Il petrolio non è inesauribile e soprattutto inquina: è di poche settimane fa la Conferenza intitolata Planet under pressure che ha riunito a Londra 3000 scienziati. L'allarme è ormai condiviso: le conseguenze dell'inquinamento minacciano la salute umana, la sicurezza alimentare e idrica, gli ecosistemi. D'altra parte il clima è un equilibrio energetico tra atmosfera, suolo, oceani, ghiacci e biosfera. Il parametro risulta alterato: il surriscaldamento provocherà sempre più desertificazioni e eventi estremi come uragani.

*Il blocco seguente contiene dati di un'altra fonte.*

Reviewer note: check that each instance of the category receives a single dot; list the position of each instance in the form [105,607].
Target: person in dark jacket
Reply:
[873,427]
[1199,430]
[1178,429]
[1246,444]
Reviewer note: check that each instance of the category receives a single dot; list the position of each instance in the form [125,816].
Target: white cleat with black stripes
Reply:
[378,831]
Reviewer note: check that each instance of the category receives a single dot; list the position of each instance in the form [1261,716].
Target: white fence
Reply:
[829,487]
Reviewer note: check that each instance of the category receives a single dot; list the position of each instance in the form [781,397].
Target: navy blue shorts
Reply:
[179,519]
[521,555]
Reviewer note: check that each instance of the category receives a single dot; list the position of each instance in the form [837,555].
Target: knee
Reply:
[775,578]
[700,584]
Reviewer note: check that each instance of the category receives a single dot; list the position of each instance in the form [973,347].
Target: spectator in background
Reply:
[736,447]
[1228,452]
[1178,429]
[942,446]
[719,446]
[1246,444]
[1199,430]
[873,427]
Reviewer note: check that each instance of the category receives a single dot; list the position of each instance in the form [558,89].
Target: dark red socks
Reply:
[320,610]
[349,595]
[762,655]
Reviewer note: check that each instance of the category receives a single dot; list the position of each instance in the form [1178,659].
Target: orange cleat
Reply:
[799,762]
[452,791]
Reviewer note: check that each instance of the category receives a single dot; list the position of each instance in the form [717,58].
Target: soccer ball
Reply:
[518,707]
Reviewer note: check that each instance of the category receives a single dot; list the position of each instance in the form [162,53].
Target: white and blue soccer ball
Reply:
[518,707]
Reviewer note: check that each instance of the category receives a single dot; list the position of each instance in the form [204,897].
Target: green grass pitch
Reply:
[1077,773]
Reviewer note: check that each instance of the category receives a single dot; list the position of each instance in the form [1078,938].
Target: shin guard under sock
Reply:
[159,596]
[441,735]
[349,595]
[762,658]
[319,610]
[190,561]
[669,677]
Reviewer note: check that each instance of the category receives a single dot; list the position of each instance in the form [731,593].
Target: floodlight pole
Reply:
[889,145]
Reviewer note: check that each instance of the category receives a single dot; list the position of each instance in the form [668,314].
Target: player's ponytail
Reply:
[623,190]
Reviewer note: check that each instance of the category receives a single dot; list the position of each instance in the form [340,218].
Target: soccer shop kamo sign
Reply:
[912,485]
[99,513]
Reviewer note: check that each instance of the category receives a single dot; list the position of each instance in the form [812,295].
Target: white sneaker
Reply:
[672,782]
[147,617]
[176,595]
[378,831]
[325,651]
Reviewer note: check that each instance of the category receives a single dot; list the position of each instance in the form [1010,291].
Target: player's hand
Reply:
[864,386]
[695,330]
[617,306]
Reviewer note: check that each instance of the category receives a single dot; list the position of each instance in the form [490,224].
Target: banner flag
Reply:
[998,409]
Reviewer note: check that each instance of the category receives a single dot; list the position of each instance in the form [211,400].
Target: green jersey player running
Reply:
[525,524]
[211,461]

Uno degli esperti in materia, Sir Bob Watson, cattedratico britannico, ci spiega in poche parole: “Il messaggio è che dobbiamo agire ora. E’ urgente. Abbiamo a che fare con i cambiamenti climatici, la biodiversità, le questioni del cibo, acqua, energia e dunque abbiamo a che fare con la sicurezza per l’uomo”. Watson lamenta che gli esperti lo ripetono da anni: se non si interviene, il costo economico sarà enorme. E afferma: “Non c’è dicotomia tra rispetto dell’ambiente e crescita economica, anzi: mantenere un buon ambiente porta a una buona economia”. Tra i corridoi della Conferenza mondiale a Londra abbiamo ascoltato off the record la cosa che più ci colpisce: tutte le più grandi aziende mondiali studiano sempre di più la location dei loro quartier generali perché per i loro cervelli migliori serve aria buona, non inquinata. Anche questo fa pensare, mentre il mondo parla di Green economy e prepara Kyoto 2: tutti i Paesi devono presentare le linee guida entro il 1 maggio. E si dà appuntamento a giugno per Rio+20, la Conferenza globale sulla salute dell'ambiente a 20 anni dal primo Vertice sulla Terra nella stessa città brasiliana. L'obiettivo è lo stesso da alcuni anni: trovare alternative alle risorse fossili, come carbone e petrolio. Resta da dire che non esiste solo l’Occidente e non esiste neanche soltanto il mondo industrializzato. C'è ancora chi è senza energia elettrica. Jason Anderson del WWF ci ricorda che 1 miliardo e 400 milioni di persone al mondo vive senza energia elettrica e che 1,1 miliardo di persone la ricevono in modo irregolare. Tra tanti programmi, dunque, dovremmo pensare anche strategie per un'equa distribuzione delle risorse. L'Onu sembra provarci: ha dichiarato il 2012 Anno per le energie sostenibili per tutti.